Среди зелени — крыши ближней деревни, но туда не стоит смотреть. Там начинается глиняная нора, полная первобытной нищеты и грязи, которой все равно нельзя коснуться. А вот тополь. Он здесь совсем близко, с белым стволом, почему-то раздвоившимся к верхушке, зеленый, полный движения и говора, — по ночам он притворяется белой худенькой березкой и тревожит и мучит знакомым трепетом листьев, — течением лунного света вдоль узких ветвей. Но о России я не хочу, не смею думать.
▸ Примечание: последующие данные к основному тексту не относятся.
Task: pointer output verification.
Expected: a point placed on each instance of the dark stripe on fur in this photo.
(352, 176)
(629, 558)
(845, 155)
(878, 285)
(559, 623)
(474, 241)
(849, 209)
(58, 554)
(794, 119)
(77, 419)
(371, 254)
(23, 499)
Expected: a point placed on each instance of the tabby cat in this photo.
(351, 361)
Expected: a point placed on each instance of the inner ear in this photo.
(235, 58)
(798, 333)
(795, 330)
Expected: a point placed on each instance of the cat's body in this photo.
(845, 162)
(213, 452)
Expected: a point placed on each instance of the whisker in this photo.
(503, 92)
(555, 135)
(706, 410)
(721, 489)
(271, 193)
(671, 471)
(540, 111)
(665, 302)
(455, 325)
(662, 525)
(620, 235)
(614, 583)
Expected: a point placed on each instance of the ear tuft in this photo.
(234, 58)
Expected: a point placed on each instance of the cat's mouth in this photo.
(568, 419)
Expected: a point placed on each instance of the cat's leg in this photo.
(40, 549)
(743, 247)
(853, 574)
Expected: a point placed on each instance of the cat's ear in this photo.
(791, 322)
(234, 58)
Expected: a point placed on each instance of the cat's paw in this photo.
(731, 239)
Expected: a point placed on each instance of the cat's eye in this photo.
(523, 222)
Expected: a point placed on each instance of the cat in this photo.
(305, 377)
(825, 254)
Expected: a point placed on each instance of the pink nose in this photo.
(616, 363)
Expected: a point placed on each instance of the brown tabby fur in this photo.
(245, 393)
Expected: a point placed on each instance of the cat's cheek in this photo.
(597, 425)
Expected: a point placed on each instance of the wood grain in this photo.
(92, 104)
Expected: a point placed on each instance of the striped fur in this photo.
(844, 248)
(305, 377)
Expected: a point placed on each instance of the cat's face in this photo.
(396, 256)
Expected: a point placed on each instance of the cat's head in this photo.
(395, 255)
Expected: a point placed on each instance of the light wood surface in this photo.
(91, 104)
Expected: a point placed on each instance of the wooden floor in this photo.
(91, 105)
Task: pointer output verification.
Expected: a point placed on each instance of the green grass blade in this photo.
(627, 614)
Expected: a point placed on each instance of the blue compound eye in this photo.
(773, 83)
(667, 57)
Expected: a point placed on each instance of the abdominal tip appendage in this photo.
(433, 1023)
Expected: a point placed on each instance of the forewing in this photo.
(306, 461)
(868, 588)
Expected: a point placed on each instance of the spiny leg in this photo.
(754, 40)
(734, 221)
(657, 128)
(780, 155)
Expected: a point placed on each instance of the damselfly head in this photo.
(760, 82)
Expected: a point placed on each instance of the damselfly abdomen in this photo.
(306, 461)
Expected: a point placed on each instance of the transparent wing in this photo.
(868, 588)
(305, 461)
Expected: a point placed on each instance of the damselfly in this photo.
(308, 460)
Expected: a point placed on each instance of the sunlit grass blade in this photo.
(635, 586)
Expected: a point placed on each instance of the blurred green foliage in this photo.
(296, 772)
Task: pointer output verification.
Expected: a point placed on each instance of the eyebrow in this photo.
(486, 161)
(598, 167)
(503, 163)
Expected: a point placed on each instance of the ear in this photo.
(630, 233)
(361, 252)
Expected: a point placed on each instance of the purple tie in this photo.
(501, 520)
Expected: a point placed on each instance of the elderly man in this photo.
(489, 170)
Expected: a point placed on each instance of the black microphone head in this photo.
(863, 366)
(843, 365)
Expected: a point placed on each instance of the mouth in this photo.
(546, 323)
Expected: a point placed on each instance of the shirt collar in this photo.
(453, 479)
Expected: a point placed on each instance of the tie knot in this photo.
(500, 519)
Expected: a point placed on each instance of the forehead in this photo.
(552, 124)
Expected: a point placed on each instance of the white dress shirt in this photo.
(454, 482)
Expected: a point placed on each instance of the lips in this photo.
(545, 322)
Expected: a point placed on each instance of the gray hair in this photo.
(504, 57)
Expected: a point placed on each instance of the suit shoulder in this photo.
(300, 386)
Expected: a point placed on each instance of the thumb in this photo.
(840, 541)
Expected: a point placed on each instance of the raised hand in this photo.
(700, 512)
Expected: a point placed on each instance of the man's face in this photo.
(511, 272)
Голод! — радио уже принесло это проклятое слово, и среди сытости и рабьего услужения оно бьет нас по щекам. И каждый из нас берет свой кусок сладкой баранины, которую подает любимый камердинер эмира — старая, дрессированная обезьяна в белых перчатках.

Мы приехали!

Об афганской женщине, о сборе винограда и о плясках племен

Не зная местного языка и не принадлежа к исламу, в такой замкнутой стране, как Афганистан, совершенно невозможно приблизиться к народным массам и тем более проникнуть в средневековую семью кабульца.

Здесь женщина больше, чем в других восточных странах, отделена от жизни складками своей чадры, едва просвечивающей на глазах, собранной в тысячу складок на затылке, ниспадающей до кончиков загнутых туфель без задка, еще больше связывающих ее слепую походку.

В пестрой толпе, следующей верхом на осле за длинным караваном кочевников, несущих за верблюдами колья палаток, оружие и загорелых детей, — везде видно и не видно женскую тень. Ее лица не знают даже грудные дети, которых матери держат перед собой на седле из пестрых лохмотьев. Кажется, что этих здоровых ребят с обведенными сурьмой глазами, с медными кольчиками на ногах и руках, с яркими бумажными цветами на шапочке держат не матери, а призраки с замуравленным лицом, неживые, немые, недоступные.